Metastasis, or the spread of cancer cells from a primary tumor to distal tissue sites, is responsible for 90% of cancer-related deaths. Metastasis is a step-by-step process, with the major steps being initiation, invasion, migration, seeding, and colonization. Certain kinase families have been extensively studied as regulators of cell motility/invasion and epithelial-mesenchymal transition (EMT). Our preliminary data revealed members of the NEver-in-mitosis-related Kinase family (NEK5, NEK1 and NEK9) involved in the progression to the EMT phenotype. Previous studies demonstrate NEK9 and NEK1 are upstream regulators of PLK expression, but NEK5 remains uncharacterized. The use of kinase inhibitors to dissect and validate targetable nodes within cancer signaling pathways has revolutionized oncology drug discovery. Among the most interesting understudied IDG kinases is NEK5, a kinase linked to the critical biological process of epithelial to mesenchymal transition (EMT). Our preliminary evidence demonstrates that NEK5 is involved in pathways of significant pathological importance in difficult to treat breast cancer subtypes. There is an immediate need for potent, selective, and cell active NEK5 inhibitors that can be used to define the roles of NEK5 in EMT and evaluate the therapeutic potential of NEK5 inhibitors in relevant models of human disease. Here we propose a medicinal chemistry approach to optimize a promising inhibitor scaffold that we have identified and that has been declared an IDG tool molecule.

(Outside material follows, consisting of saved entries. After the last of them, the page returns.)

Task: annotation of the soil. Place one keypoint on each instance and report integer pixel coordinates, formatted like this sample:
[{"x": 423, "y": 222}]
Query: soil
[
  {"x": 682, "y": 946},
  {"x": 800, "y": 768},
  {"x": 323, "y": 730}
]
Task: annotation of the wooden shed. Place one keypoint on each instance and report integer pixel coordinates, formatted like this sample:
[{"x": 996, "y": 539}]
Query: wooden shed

In Aim 1 we will synthesize new analogues of the IDG tool in order to optimize cellular activity and selectivity. We will optimize cellular potency using an IDG resource assay: the NEK5 nanoBRET in cell target engagement assay. We will optimize selectivity as judged by broad kinome profile of our best molecules. The deliverable from Aim 1 will be a potent, cell active, narrow spectrum NEK5 inhibitor. These results will pave the way for further work to optimize this NEK5 scaffold into compounds that can be tested in vivo and in the clinic.
In Aim 2 we will focus on delineating the biological role for NEK5 using triple negative breast cancer cell lines and patient derived xenograft model systems. To accomplish our goals, we have taken advantage of IDG published resources, and assembled a collaborative, multidisciplinary team with experience in kinase inhibitor optimization, cell biology, and tumor biology. Successful completion of this project will deliver a high quality NEK5 inhibitor, details on the roles NEK5 plays in the EMT, metastasis and tumorigenesis, and preliminary validation of NEK5 as a promising oncology drug discovery target for aggressive, hard to treat breast cancer subtypes. Results from experiments here may pave the way to new drugs for cancer treatment that target the understudied kinase NEK5. Free distribution of the NEK5 tool molecules will allow the community to determine other roles this IDG understudied kinase plays in signaling cascades in health and disease.
Metastatic cancer remains a formidable disease, with limited therapeutic options, and contributes to dramatically worse prognoses. While numerous cellular targets have been investigated in metastasis, the development of novel therapeutic compounds targeting cellular signaling through inhibition of specific kinases has been the primary focus both from a basic and translational research aspect. A significant portion of the human kinome remains uncharacterized and/or unrecognized particularly with regards to cancer progression. The experiments proposed in this grant would characterize the regulatory of an under-characterized kinase, NEK5, in promoting an invasive, motile cellular phenotype and initiation of metastatic disease.